Answer
$X^2\lt X_α^2$: the null hypothesis is not rejected.
There is not enough evidence to conclude that the distribution for the number of rocket hits can not be modeled by a Poisson random variable.
Work Step by Step
$H_0:$ the distribution for the number of rocket hits can be modeled by a Poisson random variable.

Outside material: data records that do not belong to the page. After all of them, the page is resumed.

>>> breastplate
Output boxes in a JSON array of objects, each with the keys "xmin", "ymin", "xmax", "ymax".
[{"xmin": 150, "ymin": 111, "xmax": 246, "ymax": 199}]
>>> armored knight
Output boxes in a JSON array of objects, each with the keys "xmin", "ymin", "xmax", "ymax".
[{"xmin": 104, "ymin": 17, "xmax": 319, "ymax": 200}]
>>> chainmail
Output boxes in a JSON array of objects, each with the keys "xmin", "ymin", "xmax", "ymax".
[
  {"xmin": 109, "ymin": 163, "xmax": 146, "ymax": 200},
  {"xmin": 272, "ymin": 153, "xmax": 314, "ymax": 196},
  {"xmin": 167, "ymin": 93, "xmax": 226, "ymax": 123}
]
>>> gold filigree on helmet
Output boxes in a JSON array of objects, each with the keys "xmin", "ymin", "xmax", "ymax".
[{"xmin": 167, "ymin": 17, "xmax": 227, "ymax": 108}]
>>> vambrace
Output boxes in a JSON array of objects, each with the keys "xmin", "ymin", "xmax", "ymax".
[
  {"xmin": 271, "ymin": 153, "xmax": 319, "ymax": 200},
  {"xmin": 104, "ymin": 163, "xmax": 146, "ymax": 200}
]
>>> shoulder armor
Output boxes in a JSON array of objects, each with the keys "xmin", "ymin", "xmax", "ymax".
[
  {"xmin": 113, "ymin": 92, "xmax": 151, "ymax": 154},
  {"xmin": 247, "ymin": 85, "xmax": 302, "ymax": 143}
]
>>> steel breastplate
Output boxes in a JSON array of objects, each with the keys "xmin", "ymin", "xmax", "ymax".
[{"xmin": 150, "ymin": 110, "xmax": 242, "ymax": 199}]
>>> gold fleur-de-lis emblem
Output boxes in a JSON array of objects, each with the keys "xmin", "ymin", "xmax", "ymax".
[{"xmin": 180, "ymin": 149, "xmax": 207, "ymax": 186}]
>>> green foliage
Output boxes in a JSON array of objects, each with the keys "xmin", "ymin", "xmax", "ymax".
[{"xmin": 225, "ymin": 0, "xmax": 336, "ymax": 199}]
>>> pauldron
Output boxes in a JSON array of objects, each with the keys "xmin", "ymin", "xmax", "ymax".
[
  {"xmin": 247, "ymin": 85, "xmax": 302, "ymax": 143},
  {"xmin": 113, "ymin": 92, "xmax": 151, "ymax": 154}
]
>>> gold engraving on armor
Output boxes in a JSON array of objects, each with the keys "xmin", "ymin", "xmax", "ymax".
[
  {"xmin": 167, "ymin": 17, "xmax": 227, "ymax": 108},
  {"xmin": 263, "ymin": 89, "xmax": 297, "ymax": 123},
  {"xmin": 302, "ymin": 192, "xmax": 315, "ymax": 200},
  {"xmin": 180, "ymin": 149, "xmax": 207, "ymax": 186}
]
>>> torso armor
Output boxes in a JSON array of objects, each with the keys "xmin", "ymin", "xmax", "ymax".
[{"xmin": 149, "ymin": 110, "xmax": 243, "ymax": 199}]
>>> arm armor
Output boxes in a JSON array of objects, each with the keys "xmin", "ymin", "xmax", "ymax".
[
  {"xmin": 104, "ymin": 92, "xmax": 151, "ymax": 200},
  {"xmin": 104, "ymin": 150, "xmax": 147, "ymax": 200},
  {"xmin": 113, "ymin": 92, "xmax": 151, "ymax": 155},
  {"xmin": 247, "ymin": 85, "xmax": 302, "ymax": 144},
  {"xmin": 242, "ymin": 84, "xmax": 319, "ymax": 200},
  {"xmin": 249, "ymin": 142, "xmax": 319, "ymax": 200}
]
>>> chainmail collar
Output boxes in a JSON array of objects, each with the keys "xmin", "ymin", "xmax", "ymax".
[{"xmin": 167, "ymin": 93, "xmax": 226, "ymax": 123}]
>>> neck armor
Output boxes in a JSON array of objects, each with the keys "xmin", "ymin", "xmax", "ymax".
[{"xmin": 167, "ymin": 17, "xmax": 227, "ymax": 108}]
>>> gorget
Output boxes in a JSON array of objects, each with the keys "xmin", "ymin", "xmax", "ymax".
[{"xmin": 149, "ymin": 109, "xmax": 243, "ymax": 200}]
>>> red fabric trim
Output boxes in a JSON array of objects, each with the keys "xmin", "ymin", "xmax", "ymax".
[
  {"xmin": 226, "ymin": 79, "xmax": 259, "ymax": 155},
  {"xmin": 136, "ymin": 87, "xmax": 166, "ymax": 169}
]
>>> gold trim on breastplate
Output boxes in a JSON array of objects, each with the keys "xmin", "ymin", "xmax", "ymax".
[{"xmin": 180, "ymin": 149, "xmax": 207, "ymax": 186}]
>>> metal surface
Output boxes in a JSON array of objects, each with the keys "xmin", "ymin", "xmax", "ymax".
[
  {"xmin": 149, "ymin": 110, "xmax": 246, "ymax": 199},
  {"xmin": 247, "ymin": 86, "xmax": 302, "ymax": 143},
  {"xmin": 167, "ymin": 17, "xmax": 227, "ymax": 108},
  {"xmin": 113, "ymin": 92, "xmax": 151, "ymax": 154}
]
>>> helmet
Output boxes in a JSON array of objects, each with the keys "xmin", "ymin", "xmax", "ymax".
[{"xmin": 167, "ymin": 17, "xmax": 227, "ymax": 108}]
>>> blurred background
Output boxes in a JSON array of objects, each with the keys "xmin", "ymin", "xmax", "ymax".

$H_1:$ the distribution for the number of rocket hits can not be modeled by a Poisson random variable.
Total: 576 rockets
$E(0)=226.7136$
$E(1)=211.3926$
$E(2)=98.5536$
$E(3)=30.6432$
$E(4~or~more~hits)=8.6976$
$X^2=Σ\frac{(O_i-E_i)^2}{E_i}=\frac{(229-226.7136)^2}{226.7136}+\frac{(211-211.3926)^2}{211.3926}+\frac{(93-98.5536)^2}{98.5536}+\frac{(35-30.6432)^2}{30.6432}+\frac{(8-8.6976)^2}{8.6976}=1.012$
$k=5$. So, $d.f.=5-1=4$
$X_α^2=X_{0.05}^2=9.488$
(According to Table VII, for d.f. = 4 and area to the right of critical value = 0.05)
Since $X^2\lt X_α^2$, we do not reject the null hypothesis.